According to the American Rental Association's updated forecast, the equipment rental industry in the U.S. is set to grow despite a predicted softening. Last quarter, growth was expected to be 4.7% in 2023 and 2.1% in 2024. However, the latest projections now show a growth of 7.6% in 2023, amounting to $60.4 billion in construction and general tool rental revenue. Revenue is expected to increase by 3.1% in 2024.
"While the growth has softened, we're looking at a more optimistic outlook than we were a quarter ago. The recession fears we had have subsided," says Scott Hazelton, managing director at S&P Global.
“After talking with many manufacturers and operators at ConExpo-Con/Agg and in the weeks after, it’s clear the headwinds are still there,” says Tom Doyle, ARA vice president of program development. “Inflation is still high, interest rates are still high and they may continue to rise, while issues remain with labor shortages and supply.”

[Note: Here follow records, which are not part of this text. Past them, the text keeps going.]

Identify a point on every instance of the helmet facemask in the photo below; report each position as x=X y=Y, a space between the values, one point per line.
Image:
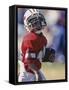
x=36 y=22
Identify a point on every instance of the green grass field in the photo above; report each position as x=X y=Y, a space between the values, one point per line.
x=53 y=71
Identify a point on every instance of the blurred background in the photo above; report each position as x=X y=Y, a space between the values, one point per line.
x=55 y=34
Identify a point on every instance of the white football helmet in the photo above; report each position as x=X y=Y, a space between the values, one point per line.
x=34 y=20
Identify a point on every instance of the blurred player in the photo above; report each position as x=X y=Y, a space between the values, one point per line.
x=33 y=47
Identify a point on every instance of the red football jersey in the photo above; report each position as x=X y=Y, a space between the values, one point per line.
x=32 y=44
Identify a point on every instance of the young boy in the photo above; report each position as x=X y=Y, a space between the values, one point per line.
x=34 y=47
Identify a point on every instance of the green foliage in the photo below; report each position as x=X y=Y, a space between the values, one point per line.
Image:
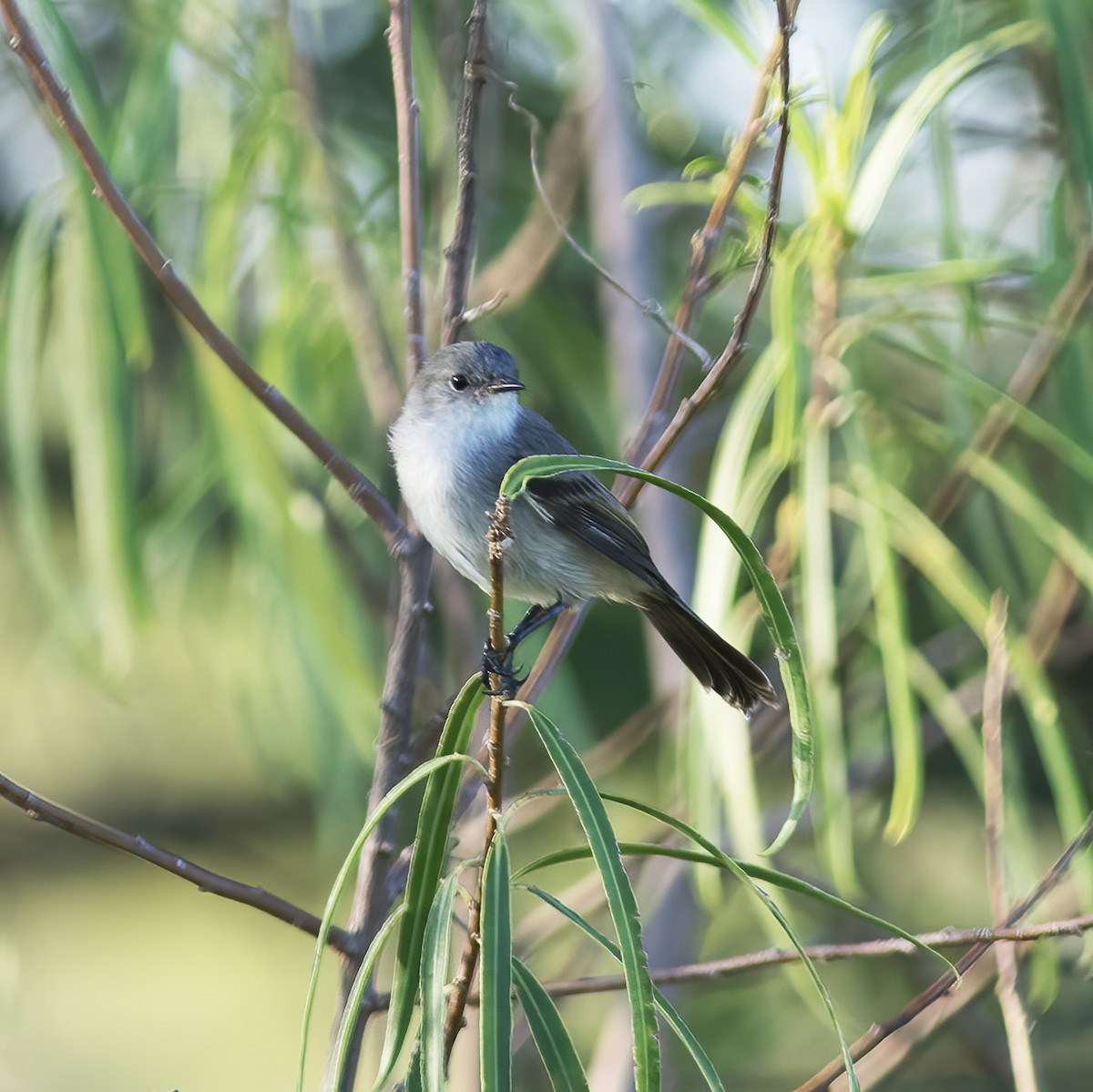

Investment and employment in the construction industry are reaching record highs, and rental companies are showing their adaptability.
“I continue to marvel at the adaptability of our members. They have found ways to overcome these headwinds and provide solutions for their customers,” Doyle says.
Equipment rental revenue growth in Canada has surpassed last quarter's data, thanks to inflation and strong demand. Initially projected to be -0.3% for 2023, the forecast has now been revised to 2.9%, with an expected revenue of $4.6 billion. For 2024, the projected growth rate is 4.3%, totaling $4.8 billion in revenue. This growth is for both construction and general tool equipment rental revenue.
“Canada was able to avoid a technical recession, but the GDP remains weak and that contributes to the new projections,” Hazelton says. “The big issue is the pull back on the residential market as home values have weakened and there is high inflation. However, The Bank of Canada is predicted to press pause on interest rate hikes, so consumer sentiment is improving.”
Mike Savely, ARA director of program development, says, “ARA’s quarterly member survey reveals that not only is consumer sentiment improving, rental operators echo the optimism.”
Last quarter, ARA members were asked about the current situation of equipment rental and 18 percent of respondents believed the situation was getting better. This quarter, 32 percent of respondents indicated a more positive outlook with 86 percent of respondents reflecting a generally positive sentiment.
Looking to the second quarter, ARA members were asked if they expect a revenue change compared to the same quarter last year. Results show that 76 percent of respondents believe their revenues will increase compared to quarter two in 2022.